Four officers arrived at a housing estate in Aulnay-sous-Bois, north of Paris, on Thursday evening, where they began stopping youths and asking to see identity papers. During the operation, a 22-year-old man with no criminal record, identified only by his first name, Theo, was allegedly forced to the ground and beaten.

A police officer has now been charged with anally raping the young man with a police baton. Theo suffered such serious injuries to the rectum that he needed major emergency surgery, and remains in hospital.


This is a delicate subject....

Over the last 10 years or so, there have been a lot of people - particularly young adults, not quite white and from defavorised suburbs - who have been killed whilst being chased (2 kids ran in to a substation to hide, and were electrocuted), arrested (people being but in stress positions and dieing from different causes) or plain and simply falling out of open windows.

Each time, even with a judiciary review, no-on has ever been held to account.

What's different this time, is that the whole grisly assault - for that's what it is - happened in broad daylight and was filmed by a neighbour.

What's shocking is that, given the curent climat, where we are all 'reporters', the Police persist to believe that they can get away with it.

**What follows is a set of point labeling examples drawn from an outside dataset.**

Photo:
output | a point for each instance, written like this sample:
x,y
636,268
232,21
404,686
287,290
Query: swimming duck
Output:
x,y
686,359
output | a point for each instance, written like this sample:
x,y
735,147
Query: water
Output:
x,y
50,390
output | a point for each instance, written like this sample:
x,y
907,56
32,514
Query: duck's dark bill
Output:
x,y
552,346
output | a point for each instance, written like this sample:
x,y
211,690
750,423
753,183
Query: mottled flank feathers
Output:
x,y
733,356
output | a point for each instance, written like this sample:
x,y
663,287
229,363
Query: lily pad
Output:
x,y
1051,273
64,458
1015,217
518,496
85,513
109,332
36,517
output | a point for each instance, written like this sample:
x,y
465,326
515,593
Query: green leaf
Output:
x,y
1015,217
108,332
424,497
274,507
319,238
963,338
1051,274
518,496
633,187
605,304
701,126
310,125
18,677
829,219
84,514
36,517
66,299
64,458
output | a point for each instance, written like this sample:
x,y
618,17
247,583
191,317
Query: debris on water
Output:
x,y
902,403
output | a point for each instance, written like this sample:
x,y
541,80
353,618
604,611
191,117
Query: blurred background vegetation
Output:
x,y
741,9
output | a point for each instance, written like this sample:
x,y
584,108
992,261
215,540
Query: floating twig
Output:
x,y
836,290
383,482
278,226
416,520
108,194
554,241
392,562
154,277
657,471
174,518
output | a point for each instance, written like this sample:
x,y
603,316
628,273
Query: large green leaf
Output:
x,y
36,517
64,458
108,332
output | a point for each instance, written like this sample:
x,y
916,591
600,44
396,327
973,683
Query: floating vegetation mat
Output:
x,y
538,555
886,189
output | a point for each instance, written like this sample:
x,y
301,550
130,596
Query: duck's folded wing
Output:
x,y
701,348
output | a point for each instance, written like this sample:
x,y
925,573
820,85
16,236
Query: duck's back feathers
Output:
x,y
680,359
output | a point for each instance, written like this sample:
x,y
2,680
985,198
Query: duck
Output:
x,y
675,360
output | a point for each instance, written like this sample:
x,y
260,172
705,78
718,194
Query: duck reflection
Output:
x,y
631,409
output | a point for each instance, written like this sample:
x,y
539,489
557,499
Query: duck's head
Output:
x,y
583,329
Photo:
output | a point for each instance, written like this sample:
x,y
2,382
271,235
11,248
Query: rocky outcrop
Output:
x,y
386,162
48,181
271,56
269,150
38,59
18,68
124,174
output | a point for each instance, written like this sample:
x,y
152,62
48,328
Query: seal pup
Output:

At a time when the public needs to have faith in the Police, this kind of event risks to tarnish all of them, only because of a few bad 'uns.

It's not what any country needs right now, at this moment.

posted on Feb, 7 2017 @ 03:25 PM
As an update, 5 days on from the incident : for the last 3 nights there has been trouble in Aulnay sous bois, a suburb just to the north east of Paris, with cars being set alight, home made grenades being lobbed around, 1 journalist injured and 22 arrests made.

All of this despite calls from the victim's friends and familly appealling for calm, and "to not make war", "stay together".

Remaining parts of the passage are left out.